The issue is that the PayPal button is not well integrated with the rest of the system.
First of all you cannot propose the Checkout Button before the Discout input.
And to be honest the discount button shouldn't even be part of the chekout, it should be in the cart and applied before the customer starts the checkout process. ( but this is another topic ).
I run several ecommerces with Shopify and as you probably know, discounts strategy is really important for a ecommerce.
Second, as you can read from my prevoius comment, there are some side effected, derived by bad integration of the button, as jumping automatically to the next step if you abort the Paypal Express payment and you are a returning customer.
Breach of user agreement? Really? No. No. No. This is not a, "breach of user agreement." Many of us have customized our CSS shopping carts in accordance with Shopify's user agreement. Shopify then changed their policy and they only way to customize our carts now is to upgrade our plans at a minimum of $300 a month. Greed trumps ethics. This is why many of us on this thread are so angry with Shopify. In the end, we are the fools. We should never have given Shopify our trust to customize our CSS carts. We are using their platform and they can change their rules at will without regard for their customers.
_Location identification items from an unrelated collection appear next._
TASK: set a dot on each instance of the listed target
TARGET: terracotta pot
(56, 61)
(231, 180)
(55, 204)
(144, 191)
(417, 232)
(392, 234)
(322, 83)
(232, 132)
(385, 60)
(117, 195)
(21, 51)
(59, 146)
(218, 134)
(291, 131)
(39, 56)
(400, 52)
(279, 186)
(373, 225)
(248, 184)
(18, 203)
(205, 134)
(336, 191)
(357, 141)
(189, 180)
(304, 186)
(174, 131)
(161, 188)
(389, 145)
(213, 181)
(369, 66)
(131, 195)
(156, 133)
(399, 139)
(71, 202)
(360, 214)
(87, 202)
If I could find another ecommerce platform with reasonable costs where I can customize the CSS code, I would switch in a heartbeat.
There are 3 different things here.
If I do understand many of Shopify concerns, and mainly the fact they need to make money, a lot, to match their shareholders expectations, the worst thing they ever did was to remove the checkout.css functionality and limit it to plus customers.
The only possible reason here is to drag as many merchants as possible to plus, with absolutely no regards for the others.
The only "official" reason they gave us was "security" issues, which is ridiculous.
Some code might be injected via CSS and compromise PCI compliance, I don't know, I'm not qualified to answer this. However, all experts I talked with said that at least, they could have limited what can be put in the css file. They could have, very simply, limited to basic css, with not external link allowed. And voila, no compliance issue.
Shopify's terms and conditions are not clear about this.
They guarantee a "life time pricing" when you sign up. But they don't guarantee the functionalities.
Meaning that they can virtually breach the "life time pricing guarantee" by downgrading your plan.
But what Shopify probably thinks is that there are plenty of other options, including other paypal services, so if EC doesn't fit your needs, get another one.
The problem here is that in some countries, there are no other alternatives. (I know, we just got Stripe in Japan a few months ago, but we did struggle for years before that).
Shopify is simply not optimized for non US/Canada customers.
They should never have removed the checkout.css though. That did break a lot of busineses.
In its basic definition, it's not a lie.
But they could have kept it and secured it with automated processes.
The fact that plus customers have access to it doesn't prove anything. Plus customers have account managers and direct access to the tech team. Their checkout and checkout.css templates might be subject to Shopify review before going live to avoid any security issues.
They wouldn't be able to review all templates for all their customers.
But again, they could simply filter the css file content and refuse some specific synthax to keep it secured.
... and I spent more than $5,000 hiring a coder to cutsomize Shopify's CSS so that it integrated with my website seamlessly. It worked flawlessly. I did not "add" any functionality to the checkout pages. I simply changed the colors, the look, spacing, and font in Adobe Illustrator and I sent these files to my coder. He did the rest. It took a full years worth of work but in the end it was worth it. I had the most beautiful website. As far as I know, Magento is the only secure eccomerce site the allows full CSS customization but Magento was designed for large corporations with deep pockets and not for the small business person. If there is somewhere else I can go where I would be "guaranteed" custom CSS capabilities I would switch.